Unlike Franklin, though, who got up at 5:00am, I tease myself (and sometimes others) claiming that I am a little more industrious because I get out of bed at 4:00am.
And, again, unlike Franklin, I start my day with robust physical activity rather than with passive–though well-intentioned–reflections about what good I shall do for the day, as Franklin did.
What Franklin did, of course, is all fine and well. But I prefer to engage in those reflections as I start my days–each and every one of them, seven days a week–by biking indoors for 20 miles.
As I bike, I listen to music. Not just any music. Generally, it has to be soul-filled Black Gospel music. But some White Gospel music slays me in the spirit of their singing, too, so those songs are on my biking playlist.
While biking recently, two songs by White Gospel groups caught my attention. In fact, those two songs got me to thinking about the importance of attitude in our lives.
Those two songs are at the heart of what you’re reading right now.
Both deal with the Biblical event recorded in the Gospel of John 11:1-44.

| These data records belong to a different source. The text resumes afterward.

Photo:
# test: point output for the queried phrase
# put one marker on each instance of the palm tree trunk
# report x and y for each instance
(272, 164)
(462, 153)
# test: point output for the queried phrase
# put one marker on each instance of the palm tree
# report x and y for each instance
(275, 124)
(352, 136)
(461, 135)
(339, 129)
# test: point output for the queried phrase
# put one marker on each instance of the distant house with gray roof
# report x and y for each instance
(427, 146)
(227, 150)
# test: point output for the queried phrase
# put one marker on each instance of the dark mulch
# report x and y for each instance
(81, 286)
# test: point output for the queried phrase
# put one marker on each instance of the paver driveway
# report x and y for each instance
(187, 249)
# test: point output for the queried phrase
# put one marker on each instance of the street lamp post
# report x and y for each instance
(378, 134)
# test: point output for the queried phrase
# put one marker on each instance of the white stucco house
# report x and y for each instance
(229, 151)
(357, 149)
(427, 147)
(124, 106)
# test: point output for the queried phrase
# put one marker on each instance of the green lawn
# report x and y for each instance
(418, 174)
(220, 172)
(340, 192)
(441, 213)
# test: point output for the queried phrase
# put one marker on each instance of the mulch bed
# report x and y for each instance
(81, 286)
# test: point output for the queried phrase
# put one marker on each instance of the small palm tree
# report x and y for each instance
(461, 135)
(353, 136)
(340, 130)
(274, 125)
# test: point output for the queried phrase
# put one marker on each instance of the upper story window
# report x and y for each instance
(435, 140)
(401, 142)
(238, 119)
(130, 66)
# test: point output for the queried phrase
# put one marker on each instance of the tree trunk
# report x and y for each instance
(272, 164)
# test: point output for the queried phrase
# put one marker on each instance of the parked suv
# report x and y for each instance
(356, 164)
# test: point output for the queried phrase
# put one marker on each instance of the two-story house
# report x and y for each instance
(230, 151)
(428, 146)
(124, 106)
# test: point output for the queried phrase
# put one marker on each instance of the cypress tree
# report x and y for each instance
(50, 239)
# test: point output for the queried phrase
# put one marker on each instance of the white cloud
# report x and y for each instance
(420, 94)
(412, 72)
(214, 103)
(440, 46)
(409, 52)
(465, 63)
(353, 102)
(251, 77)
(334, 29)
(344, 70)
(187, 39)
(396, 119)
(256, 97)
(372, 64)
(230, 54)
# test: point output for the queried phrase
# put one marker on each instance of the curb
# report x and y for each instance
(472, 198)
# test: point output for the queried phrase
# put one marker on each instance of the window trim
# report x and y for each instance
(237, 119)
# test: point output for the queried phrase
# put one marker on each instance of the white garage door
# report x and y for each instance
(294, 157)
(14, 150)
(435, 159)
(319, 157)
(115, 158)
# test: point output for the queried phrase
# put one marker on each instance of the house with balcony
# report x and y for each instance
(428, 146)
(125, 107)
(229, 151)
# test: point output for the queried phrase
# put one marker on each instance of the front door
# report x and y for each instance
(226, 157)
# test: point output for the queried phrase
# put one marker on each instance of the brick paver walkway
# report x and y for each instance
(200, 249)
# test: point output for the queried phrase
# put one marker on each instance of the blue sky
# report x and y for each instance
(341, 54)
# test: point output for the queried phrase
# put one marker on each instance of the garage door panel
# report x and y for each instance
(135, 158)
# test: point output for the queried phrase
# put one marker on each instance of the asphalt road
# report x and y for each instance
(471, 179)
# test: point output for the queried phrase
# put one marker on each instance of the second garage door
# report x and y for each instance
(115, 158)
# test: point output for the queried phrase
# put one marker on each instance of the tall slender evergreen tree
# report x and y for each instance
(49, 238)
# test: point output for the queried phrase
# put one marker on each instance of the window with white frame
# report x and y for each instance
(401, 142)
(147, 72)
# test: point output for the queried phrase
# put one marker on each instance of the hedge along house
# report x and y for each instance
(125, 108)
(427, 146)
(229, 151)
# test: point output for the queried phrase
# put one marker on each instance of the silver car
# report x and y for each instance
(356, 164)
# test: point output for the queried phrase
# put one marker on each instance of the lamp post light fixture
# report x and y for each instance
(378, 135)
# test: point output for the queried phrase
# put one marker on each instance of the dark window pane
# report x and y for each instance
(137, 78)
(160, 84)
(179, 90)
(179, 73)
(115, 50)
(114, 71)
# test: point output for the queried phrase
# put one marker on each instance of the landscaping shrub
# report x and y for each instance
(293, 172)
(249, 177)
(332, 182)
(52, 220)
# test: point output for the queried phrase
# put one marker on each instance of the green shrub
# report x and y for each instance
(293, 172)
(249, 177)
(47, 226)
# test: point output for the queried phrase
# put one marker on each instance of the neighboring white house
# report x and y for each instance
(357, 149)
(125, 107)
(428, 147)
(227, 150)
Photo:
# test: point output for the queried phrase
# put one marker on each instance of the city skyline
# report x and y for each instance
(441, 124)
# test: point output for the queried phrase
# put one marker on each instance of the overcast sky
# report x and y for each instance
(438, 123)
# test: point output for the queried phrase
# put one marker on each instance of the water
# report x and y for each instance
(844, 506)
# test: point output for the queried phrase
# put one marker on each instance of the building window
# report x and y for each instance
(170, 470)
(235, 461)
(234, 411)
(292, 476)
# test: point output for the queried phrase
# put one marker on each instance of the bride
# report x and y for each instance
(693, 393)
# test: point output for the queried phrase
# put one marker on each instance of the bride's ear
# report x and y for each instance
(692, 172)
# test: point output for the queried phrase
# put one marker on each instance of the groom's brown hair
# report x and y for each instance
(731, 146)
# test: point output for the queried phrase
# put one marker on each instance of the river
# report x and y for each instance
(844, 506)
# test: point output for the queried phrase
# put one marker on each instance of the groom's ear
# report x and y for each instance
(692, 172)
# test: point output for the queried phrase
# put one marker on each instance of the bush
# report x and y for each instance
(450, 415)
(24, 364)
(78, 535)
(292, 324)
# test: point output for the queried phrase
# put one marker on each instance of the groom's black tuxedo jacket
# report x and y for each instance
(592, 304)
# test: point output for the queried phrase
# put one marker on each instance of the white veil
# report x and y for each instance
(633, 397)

It’s the story of Lazarus. When he fell ill, his two sisters–Mary and Martha–sent for Jesus. But when He received word, He did not hurry to the side of His three friends. He remained where He was.
When Jesus finally arrived in Bethany, Lazarus had been dead for four days. Jesus ordered that the gravestone be rolled away, and then He raised Lazarus from the dead.
Even though both songs celebrate the same miracle, each sees it through different eyes.
Their lyrics are consistent with the Biblical account. Having been sent for, Jesus tarried, Lazarus died, and they laid him in the tomb. And as they said their last goodbyes, they looked: coming down the road was Jesus, right on time.
“Right on Time,” the song’s title, is repeated five times in the lyrics.
“Right on time.” Five times.
There is in the McKamey version a celebration of the belief that the Miracle Worker knows our needs–whatever they might be–and that He will arrive to meet those needs right on time. His time.
It is a comforting way to look at the world.
In their version, when Christ arrives, Martha runs out to Him, telling Him that He could have healed Lazarus if He had gotten there sooner.
And then the Miracle Worker gets an upbraiding: “But you’re four days late and all hope is gone.”
Imagine that! He who had performed twenty-eight miracles previous to raising Lazarus from the dead was now charged with being four days late for His twenty ninth!
“Four days late” is repeated six times in the song.
“Four days late.” Six times.
In fairness to Karen Peck and New River, they use the “four days late” refrain to remind us that whatever we’re going through we should be mindful that the Miracle Worker will always be on time for us, even in those times when we think He’s late.
Nonetheless, “Four Days Late” seems more like a lamentation than a celebration.
Same Biblical event. Seen somewhat differently through different lyrics.
What it comes down to is attitude. On time? Late?
And isn’t that true with all of us? What’s our attitude as we look at the events in our lives? Right on time? Four days late? Either way, the outcome is the same.
Why not look at each day as a rich, multifaceted, unpredictable, right-on-time miracle?